Ein gesetzlicher Anspruch auf ein qualifiziertes Zwischenzeugnis besteht, entgegen der gängigen Meinung, nicht. Deshalb machst Du Dich bei der Bitte nach einem Zwischenzeugnis ohne triftige und nachvollziehbare Gründe auf den ersten Blick erst einmal verdächtig, einen baldigen Jobwechsel zu planen.
So kann schnell ein Spannungsfeld entstehen: Auf der einen Seite Dein berechtigter persönlicher Wunsch nach einem Feedback zum eigenen Leistungsstandard, auf der anderen Seite ein falscher Eindruck bei Deinem Arbeitgeber. Denn gerade in der Lebensmittelindustrie herrscht großer Fachkräftemangel, da werden Vorgesetzte und Personalabteilungen schnell mal nervös, wenn jemand nach einem Zwischenzeugnis fragt. Auch ist nicht zu unterschätzen, dass die Erstellung eines qualifizierten Zeugnisses viel Arbeitsaufwand bedeutet.
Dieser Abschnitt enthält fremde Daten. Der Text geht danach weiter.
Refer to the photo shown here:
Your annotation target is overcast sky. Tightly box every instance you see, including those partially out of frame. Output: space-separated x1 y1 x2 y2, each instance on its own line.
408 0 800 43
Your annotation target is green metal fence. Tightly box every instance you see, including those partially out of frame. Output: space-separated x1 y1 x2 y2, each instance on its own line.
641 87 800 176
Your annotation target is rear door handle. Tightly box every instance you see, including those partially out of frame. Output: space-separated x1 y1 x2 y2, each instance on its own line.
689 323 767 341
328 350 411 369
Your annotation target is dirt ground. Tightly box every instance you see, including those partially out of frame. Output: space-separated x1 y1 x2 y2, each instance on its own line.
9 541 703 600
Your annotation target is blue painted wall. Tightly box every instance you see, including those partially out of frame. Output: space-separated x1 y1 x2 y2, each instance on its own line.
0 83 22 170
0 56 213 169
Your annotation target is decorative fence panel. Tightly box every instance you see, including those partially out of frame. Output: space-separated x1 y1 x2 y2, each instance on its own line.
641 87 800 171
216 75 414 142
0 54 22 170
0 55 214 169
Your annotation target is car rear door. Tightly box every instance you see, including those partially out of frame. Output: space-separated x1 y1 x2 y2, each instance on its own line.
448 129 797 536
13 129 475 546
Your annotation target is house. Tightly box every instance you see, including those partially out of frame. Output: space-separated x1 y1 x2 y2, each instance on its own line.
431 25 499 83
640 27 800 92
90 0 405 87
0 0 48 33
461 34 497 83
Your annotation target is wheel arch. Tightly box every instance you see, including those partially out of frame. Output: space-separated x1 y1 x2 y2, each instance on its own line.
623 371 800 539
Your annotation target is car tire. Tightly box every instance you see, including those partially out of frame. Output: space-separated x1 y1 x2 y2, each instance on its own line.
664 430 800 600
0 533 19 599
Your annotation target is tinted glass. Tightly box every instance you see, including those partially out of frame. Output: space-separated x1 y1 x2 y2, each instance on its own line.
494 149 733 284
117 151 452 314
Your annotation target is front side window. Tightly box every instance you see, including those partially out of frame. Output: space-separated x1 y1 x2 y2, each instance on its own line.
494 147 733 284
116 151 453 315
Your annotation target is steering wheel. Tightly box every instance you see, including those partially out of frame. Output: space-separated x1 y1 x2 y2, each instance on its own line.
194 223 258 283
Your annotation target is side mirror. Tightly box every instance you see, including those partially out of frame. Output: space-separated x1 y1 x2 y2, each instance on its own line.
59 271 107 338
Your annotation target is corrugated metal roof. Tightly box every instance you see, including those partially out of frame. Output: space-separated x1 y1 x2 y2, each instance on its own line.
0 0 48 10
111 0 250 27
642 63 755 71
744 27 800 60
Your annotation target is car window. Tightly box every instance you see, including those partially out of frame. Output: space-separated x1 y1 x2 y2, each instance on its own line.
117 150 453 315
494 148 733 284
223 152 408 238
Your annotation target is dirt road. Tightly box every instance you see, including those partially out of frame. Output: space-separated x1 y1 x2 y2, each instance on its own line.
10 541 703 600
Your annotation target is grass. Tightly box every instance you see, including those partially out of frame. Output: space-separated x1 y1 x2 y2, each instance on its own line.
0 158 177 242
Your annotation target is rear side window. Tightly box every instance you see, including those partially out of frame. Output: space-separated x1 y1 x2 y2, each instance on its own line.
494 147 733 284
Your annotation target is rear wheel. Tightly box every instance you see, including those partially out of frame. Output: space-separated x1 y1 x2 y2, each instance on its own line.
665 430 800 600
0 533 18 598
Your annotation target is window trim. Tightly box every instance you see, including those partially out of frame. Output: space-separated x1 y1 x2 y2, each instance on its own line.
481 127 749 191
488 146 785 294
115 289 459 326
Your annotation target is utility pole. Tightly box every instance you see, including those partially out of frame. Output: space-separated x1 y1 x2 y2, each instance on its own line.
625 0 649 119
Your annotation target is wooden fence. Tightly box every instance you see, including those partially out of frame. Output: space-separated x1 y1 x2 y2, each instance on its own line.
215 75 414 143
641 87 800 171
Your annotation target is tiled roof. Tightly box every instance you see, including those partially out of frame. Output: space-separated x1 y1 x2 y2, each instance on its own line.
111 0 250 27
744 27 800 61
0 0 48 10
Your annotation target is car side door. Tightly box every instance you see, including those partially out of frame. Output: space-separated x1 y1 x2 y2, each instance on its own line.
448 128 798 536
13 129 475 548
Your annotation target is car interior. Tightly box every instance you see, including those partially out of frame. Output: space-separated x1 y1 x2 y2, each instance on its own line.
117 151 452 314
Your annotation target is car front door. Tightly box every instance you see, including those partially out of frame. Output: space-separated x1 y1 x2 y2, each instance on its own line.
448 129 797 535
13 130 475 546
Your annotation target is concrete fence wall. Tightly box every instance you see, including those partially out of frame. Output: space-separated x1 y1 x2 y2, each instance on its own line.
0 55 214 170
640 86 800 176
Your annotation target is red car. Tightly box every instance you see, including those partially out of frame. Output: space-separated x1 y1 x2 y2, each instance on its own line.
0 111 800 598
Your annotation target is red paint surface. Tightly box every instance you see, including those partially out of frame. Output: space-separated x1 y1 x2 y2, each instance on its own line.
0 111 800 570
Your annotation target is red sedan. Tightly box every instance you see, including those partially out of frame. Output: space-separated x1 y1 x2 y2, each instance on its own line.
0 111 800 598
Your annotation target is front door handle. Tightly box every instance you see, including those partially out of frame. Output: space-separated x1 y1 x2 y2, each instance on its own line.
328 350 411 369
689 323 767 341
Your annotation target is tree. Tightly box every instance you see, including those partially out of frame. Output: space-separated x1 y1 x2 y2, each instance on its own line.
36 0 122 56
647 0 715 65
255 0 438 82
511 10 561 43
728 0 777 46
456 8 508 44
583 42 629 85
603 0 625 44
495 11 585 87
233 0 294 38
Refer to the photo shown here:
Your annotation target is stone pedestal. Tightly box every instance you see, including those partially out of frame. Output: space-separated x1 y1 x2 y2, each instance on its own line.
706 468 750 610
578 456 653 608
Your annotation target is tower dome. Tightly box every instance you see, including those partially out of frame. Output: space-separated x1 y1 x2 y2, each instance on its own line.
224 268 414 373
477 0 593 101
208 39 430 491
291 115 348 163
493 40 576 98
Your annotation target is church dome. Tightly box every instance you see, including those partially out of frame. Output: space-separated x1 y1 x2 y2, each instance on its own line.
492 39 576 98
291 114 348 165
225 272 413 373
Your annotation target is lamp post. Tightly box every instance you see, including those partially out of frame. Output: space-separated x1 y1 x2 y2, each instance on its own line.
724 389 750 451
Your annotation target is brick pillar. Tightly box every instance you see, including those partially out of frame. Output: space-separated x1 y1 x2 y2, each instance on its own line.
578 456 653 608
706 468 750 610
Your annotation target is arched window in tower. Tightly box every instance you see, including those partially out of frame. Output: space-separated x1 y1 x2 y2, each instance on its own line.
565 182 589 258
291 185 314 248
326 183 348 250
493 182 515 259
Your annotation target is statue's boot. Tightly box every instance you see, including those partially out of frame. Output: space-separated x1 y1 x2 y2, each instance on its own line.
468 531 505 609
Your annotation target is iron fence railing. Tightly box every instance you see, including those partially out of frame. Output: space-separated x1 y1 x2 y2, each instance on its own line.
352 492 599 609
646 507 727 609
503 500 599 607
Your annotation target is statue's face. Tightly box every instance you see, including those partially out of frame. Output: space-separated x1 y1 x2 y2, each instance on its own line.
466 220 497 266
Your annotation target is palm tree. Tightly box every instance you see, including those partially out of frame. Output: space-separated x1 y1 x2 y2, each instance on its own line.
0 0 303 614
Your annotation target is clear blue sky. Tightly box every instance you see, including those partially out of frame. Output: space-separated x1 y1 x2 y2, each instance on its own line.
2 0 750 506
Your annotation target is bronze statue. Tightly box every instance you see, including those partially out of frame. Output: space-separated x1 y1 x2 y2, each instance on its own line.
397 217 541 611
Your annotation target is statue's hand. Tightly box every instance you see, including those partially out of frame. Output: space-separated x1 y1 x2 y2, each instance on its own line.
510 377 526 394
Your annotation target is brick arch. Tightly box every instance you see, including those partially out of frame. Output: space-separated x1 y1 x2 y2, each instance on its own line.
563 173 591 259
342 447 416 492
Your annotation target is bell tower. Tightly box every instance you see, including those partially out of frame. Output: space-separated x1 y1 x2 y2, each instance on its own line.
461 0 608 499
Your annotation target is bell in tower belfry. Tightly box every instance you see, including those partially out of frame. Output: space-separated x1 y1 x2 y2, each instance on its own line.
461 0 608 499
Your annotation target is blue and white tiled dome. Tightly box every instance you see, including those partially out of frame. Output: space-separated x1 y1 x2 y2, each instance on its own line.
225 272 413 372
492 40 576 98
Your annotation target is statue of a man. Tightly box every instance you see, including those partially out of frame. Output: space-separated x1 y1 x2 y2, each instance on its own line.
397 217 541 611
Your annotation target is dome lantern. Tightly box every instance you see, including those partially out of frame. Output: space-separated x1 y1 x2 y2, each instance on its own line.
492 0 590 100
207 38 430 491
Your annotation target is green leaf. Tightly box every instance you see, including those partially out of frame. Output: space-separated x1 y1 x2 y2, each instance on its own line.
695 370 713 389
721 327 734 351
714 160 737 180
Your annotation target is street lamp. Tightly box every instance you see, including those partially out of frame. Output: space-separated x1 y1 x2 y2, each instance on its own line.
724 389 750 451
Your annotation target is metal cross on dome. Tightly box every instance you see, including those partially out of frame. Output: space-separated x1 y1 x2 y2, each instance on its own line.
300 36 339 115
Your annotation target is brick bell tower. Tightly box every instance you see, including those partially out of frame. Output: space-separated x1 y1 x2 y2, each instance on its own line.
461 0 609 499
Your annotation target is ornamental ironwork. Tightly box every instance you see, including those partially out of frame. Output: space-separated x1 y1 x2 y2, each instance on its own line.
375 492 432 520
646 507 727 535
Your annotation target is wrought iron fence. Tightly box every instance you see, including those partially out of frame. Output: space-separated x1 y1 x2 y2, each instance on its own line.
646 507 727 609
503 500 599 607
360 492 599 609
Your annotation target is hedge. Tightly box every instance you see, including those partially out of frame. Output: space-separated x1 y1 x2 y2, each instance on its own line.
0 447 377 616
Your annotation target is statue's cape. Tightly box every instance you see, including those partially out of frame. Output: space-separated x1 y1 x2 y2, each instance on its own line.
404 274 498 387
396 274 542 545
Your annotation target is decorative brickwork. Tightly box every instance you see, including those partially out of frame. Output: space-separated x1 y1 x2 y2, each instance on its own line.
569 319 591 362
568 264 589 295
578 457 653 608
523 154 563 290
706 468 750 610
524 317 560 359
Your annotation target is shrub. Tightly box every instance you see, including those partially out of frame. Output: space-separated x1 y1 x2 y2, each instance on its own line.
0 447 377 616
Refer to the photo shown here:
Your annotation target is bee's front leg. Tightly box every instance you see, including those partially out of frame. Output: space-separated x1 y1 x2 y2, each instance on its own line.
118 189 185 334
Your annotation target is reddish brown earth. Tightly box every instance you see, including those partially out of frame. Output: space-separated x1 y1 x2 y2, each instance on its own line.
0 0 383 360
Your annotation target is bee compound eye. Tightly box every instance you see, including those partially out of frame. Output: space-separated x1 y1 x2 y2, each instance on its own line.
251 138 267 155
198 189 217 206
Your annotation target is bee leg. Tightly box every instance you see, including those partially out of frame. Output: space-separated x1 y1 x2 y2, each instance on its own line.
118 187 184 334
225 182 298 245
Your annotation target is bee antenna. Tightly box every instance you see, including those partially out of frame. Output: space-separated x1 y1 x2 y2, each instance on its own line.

Entspannter ist die Situation also, wenn Du aus triftigen und damit unverdächtigen Anlässen um ein Zwischenzeugnis bittest. Dies ist der Fall, wenn sich für Dich wichtige Rahmenbedingungen ändern, wie z.B.:
• Wechsel der Vorgesetzten oder eigene interne Weiterentwicklung
Hier hat man Anspruch auf eine Leistungsbeurteilung von den bisherigen Vorgesetzten. Denke unbedingt auch bei interner Versetzung daran!
• Bevorstehende Betriebsübernahme
Wenn Arbeitsplätze in Gefahr sind und umfangreiche Umstrukturierungen bevorstehen, herrscht Hochbetrieb bei den Personaler:innen. Und natürlich gibt es hier sehr gute Gründe für die Bitte nach einem Zwischenzeugnis. Mit Fingerspitzengefühl! Timing, gute Vorarbeit und Kommunikation werden hier besonders geschätzt.
• Erfolgreicher Abschluss einer beruflichen Weiterbildung bzw. Qualifizierung
Gemeint sind Weiterbildungen oder auch Qualifizierungen, die Ihnen auch deutliche Vorteile für Ihre weitere Karriere bieten. Also etwa der Abschluss eines MBA, einer Zusatzqualifikation mit Zertifizierung oder ähnliches.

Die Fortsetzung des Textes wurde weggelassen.